Selama Tahun 2020, Israel Hancurkan 729 Bangunan Penduduk Palestina

Kebijakan pemerintahan Israel ini telah membuat 1.006 warga Palestina terlantar.

BY Mohamed AlhirtaniEdited Tue,05 Jan 2021,04:00 PM

Yerusalem, SPNA - Otoritas pendudukan Israel telah menghancurkan 729 bangunan Palestina selama kurun tahun 2020. Palinfo melaporkan pada Senin (04/01/2021), bahwa pemerintahan pendudukan Israel mengklaim bahwa bangunan tersebut dibangun tanpa izin.

Pusat Informasi Israel untuk Hak Asasi Manusia di Wilayah Pendudukan, B'Tselem, mengatakan bahwa kebijakan pemerintahan Israel tersebut telah membuat 1.006 warga Palestina terlantar, termasuk 519 anak di bawah umur, setelah penghancuran 273 rumah penduduk.
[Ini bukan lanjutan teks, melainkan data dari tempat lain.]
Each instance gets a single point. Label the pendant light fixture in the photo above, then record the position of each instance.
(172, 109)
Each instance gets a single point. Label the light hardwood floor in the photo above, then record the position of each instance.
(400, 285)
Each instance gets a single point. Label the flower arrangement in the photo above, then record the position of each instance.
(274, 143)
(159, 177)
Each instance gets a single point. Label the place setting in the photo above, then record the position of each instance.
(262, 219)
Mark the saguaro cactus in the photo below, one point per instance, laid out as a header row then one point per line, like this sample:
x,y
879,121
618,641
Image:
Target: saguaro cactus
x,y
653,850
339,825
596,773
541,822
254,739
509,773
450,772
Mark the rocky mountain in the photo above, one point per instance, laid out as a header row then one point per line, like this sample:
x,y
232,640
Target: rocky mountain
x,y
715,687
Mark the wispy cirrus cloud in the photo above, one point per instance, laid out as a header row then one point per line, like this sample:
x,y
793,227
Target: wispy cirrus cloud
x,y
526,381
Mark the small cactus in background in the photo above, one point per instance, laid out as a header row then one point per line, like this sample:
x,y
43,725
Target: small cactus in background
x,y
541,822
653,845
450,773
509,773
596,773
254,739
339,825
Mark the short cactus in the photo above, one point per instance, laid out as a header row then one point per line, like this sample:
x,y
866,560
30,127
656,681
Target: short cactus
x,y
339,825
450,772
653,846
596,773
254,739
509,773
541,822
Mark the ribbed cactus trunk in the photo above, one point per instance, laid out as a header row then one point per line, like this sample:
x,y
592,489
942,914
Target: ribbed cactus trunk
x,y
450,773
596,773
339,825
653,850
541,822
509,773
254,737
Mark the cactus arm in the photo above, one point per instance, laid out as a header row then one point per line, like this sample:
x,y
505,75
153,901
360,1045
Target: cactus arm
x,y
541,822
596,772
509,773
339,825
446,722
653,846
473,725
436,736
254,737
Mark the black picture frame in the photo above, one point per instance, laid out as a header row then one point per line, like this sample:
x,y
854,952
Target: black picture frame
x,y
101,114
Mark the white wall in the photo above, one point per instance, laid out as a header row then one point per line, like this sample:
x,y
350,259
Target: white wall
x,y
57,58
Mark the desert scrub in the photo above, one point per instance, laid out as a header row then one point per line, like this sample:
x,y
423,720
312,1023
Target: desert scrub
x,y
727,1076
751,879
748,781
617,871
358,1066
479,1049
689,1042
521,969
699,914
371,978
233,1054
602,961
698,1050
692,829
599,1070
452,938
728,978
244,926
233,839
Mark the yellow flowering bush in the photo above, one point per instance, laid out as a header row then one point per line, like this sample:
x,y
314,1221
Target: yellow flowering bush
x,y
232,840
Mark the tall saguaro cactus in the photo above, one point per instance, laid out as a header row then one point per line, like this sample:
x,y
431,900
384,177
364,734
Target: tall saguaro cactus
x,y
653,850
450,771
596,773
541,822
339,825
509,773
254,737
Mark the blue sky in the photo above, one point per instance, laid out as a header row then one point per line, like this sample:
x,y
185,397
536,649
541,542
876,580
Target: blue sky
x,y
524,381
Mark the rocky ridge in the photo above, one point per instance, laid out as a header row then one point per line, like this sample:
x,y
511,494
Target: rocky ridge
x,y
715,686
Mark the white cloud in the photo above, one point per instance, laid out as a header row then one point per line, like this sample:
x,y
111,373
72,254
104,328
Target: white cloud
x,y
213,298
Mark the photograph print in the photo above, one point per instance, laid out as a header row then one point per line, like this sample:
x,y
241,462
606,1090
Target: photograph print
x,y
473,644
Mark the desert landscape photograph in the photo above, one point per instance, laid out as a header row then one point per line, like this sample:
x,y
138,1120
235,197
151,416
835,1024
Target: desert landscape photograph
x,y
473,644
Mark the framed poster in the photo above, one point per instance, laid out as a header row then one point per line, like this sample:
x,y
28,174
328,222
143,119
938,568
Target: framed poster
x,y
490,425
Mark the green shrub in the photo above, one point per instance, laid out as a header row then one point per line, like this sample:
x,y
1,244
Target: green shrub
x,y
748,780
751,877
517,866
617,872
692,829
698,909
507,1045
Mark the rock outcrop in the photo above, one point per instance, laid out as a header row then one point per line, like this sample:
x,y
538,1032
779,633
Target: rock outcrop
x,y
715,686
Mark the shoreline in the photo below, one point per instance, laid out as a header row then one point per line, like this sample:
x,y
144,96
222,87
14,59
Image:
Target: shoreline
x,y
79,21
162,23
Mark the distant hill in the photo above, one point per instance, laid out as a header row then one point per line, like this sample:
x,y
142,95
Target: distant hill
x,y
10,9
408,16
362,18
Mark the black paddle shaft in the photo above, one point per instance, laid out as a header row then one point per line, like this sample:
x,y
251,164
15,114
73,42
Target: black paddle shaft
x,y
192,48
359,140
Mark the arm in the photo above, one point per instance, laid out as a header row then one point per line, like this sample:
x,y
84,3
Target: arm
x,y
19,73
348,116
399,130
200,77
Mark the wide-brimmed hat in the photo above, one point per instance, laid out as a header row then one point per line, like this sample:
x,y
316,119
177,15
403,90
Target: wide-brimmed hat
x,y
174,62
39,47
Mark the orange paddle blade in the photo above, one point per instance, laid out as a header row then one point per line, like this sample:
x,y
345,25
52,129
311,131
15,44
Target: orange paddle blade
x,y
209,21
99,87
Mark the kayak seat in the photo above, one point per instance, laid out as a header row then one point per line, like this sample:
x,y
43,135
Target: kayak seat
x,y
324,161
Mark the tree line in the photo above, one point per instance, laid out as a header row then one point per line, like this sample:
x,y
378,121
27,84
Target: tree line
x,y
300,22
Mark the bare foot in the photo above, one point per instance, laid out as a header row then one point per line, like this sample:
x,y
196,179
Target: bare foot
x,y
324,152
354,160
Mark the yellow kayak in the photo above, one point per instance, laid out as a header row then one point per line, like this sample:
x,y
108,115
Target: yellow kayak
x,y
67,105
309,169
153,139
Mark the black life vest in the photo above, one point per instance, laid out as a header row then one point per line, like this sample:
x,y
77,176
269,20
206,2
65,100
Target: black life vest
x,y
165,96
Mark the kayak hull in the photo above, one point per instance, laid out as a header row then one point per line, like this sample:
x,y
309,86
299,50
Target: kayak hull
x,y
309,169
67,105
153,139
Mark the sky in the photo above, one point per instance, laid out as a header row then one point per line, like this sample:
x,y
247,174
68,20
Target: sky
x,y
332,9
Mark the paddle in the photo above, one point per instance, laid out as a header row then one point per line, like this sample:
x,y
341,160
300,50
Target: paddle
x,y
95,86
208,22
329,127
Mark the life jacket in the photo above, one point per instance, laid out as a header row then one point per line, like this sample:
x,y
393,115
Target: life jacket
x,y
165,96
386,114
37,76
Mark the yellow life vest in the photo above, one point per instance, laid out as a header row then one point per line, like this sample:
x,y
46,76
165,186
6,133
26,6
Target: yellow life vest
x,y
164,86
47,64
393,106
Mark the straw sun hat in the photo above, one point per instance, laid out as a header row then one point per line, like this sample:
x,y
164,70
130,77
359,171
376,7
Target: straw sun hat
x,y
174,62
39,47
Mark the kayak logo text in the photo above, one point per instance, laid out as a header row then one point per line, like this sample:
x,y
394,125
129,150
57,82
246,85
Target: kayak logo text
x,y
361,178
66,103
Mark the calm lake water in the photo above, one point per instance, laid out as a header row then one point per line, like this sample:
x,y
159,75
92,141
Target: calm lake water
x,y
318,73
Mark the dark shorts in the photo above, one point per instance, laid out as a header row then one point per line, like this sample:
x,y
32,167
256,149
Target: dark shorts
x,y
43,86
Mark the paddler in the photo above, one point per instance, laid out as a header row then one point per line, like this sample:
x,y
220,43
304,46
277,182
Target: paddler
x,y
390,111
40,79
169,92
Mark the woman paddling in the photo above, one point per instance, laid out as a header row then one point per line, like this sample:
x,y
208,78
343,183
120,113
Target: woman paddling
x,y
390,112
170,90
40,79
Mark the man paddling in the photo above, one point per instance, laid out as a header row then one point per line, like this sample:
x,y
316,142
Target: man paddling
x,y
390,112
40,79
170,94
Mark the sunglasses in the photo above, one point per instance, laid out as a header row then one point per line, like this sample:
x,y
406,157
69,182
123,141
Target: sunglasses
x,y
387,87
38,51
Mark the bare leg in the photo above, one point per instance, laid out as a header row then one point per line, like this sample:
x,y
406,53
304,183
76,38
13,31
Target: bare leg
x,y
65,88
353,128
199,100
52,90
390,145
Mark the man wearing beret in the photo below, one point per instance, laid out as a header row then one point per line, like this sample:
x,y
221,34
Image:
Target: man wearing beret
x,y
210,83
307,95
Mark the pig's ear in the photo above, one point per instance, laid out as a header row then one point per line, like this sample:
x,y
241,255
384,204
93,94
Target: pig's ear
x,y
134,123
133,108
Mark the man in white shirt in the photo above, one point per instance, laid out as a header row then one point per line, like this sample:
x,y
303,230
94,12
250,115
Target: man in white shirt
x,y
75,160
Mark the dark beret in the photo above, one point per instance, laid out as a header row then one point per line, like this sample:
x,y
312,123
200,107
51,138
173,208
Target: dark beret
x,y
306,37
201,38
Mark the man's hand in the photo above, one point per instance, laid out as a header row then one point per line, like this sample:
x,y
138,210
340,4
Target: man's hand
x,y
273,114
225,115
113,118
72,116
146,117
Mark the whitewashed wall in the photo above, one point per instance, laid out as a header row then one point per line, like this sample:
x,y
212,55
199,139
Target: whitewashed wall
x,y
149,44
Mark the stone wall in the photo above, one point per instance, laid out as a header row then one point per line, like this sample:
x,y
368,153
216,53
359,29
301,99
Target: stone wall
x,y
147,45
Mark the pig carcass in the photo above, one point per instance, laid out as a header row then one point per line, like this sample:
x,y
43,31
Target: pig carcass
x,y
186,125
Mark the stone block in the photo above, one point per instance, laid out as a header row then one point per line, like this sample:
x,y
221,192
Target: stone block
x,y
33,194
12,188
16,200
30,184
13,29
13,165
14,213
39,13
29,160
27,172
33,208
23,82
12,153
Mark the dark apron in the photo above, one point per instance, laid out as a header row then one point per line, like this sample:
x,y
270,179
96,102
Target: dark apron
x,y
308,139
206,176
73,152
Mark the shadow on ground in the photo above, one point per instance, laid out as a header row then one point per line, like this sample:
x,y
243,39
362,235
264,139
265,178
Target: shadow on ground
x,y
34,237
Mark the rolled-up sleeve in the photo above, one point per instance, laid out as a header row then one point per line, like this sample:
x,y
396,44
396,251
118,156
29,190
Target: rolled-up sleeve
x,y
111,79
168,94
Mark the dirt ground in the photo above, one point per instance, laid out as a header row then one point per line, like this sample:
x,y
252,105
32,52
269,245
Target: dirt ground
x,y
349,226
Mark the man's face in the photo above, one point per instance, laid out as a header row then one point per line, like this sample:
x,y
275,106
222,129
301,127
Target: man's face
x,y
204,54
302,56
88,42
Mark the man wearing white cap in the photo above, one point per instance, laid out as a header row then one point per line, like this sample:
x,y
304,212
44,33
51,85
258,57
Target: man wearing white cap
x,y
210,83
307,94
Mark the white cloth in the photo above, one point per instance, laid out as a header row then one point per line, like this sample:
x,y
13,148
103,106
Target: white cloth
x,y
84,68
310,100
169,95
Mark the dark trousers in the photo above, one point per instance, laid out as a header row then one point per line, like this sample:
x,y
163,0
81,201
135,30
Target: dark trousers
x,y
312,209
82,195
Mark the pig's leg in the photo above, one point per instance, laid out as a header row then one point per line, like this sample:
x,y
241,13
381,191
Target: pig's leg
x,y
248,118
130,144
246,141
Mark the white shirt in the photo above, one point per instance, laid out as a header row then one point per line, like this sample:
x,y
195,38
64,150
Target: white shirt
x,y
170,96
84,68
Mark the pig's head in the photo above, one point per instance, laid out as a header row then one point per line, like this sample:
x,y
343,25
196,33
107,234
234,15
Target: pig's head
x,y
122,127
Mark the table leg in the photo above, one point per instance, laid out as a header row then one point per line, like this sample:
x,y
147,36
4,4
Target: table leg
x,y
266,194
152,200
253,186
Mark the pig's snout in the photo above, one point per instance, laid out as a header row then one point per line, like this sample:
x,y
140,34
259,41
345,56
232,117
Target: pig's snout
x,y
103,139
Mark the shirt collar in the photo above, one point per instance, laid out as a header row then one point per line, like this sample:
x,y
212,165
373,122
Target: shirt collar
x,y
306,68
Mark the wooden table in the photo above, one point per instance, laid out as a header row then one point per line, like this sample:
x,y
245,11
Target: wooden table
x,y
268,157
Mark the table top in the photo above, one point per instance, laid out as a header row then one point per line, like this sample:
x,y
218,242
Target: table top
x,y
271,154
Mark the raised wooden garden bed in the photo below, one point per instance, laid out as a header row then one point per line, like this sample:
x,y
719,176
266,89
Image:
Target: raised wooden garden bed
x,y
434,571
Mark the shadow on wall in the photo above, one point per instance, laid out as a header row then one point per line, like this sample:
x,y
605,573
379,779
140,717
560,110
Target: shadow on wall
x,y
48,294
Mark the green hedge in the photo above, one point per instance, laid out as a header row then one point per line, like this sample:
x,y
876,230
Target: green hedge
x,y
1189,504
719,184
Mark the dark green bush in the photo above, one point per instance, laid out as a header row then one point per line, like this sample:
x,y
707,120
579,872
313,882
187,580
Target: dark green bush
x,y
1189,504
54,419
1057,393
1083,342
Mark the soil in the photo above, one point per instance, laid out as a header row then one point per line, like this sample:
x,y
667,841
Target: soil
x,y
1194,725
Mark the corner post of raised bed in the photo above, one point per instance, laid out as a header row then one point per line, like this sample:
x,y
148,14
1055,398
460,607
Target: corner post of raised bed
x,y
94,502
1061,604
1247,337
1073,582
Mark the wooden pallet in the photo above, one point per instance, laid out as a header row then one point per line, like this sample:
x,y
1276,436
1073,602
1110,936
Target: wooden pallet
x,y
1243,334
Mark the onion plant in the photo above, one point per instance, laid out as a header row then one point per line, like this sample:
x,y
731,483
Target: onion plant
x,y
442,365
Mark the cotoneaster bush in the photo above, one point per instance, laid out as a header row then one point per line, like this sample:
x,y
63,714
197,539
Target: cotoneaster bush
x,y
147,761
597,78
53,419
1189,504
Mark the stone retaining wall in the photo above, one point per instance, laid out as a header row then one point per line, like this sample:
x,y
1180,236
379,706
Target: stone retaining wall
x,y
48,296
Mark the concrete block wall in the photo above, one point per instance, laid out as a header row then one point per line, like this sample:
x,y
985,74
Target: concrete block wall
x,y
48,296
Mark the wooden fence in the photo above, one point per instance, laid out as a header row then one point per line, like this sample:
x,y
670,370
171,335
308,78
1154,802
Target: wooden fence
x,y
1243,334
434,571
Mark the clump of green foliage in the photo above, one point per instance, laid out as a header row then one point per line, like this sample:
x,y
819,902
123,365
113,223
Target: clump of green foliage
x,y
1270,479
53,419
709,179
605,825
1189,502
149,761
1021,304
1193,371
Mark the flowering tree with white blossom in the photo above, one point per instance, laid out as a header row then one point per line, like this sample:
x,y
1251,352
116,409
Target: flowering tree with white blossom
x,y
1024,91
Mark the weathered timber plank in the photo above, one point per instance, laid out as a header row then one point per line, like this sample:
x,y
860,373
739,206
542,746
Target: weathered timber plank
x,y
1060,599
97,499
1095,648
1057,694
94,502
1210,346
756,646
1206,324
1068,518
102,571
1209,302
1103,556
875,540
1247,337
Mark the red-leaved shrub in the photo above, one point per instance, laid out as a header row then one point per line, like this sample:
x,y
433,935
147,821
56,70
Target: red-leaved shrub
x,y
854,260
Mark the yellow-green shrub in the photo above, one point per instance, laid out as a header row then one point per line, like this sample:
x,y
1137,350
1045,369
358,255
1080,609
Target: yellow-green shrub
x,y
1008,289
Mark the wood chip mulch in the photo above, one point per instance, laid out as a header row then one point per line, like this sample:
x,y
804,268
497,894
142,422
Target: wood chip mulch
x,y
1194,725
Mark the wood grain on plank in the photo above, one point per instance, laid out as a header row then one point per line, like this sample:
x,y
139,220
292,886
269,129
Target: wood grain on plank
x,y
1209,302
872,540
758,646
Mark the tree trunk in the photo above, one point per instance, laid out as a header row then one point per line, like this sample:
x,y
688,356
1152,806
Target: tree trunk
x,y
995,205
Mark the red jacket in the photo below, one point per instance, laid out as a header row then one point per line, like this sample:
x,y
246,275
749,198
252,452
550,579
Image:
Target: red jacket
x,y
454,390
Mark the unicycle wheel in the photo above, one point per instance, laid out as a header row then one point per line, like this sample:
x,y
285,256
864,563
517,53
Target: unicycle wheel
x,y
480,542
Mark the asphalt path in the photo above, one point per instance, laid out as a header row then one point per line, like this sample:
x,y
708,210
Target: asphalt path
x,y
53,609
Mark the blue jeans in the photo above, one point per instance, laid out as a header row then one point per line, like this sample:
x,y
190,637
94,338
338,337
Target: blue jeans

B'Tselem adalah organisasi nirlaba yang berbasis di Yerusalem dengan tujuan untuk mendokumentasikan pelanggaran hak asasi manusia di wilayah pendudukan Israel, memerangi penolakan terhadap pelanggaran tersebut, dan membantu menciptakan budaya hak asasi manusia di Israel.

Sebuah laporan B'Tselem yang diterbitkan pada Senin (04/01/2021), mengatakan bahwa selama tahun 2020, otoritas pendudukan menghancurkan 456 bangunan untuk keperluan non-permukiman, termasuk fasilitas dan instalasi kemanusiaan penting seperti jaringan air dan listrik.

B'Tselem menambahkan bahwa 27 warga Palestina tewas oleh peluru pendudukan selama setahun terakhir, tujuh di antaranya merupakan anak di bawah umur.

Pusat dokumentasi pelanggaran hak asasi manusia tersebut juga mencatat 248 serangan yang dilakukan oleh pemukim Israel terhadap warga Palestina di Tepi Barat selama tahun 2020.

Serangan tersebut bervariasi antara serangan fisik dan lemparan batu ke rumah-rumah Palestina dan menargetkan petani atau properti mereka, termasuk juga di antaranya 80 insiden perusakan pohon buah dan tanaman lainnya, yang mengakibatkan kerusakan lebih dari 3.000 pohon.

Menurut B'Tselem, selama tahun 2020, pasukan pendudukan Israel menggerebek desa dan kota Palestina setidaknya sebanyak 3.000, serta menerobos secara paksa tidak kurang dari 2.480 rumah. Selama tahun 2020, pasukan pendudukan Israel mendirikan setidaknya 3.524 pos pemeriksaan mendadak selain yang sudah diperbaiki, di Tepi Barat, dan menangkap setidaknya 2.785 warga Palestina.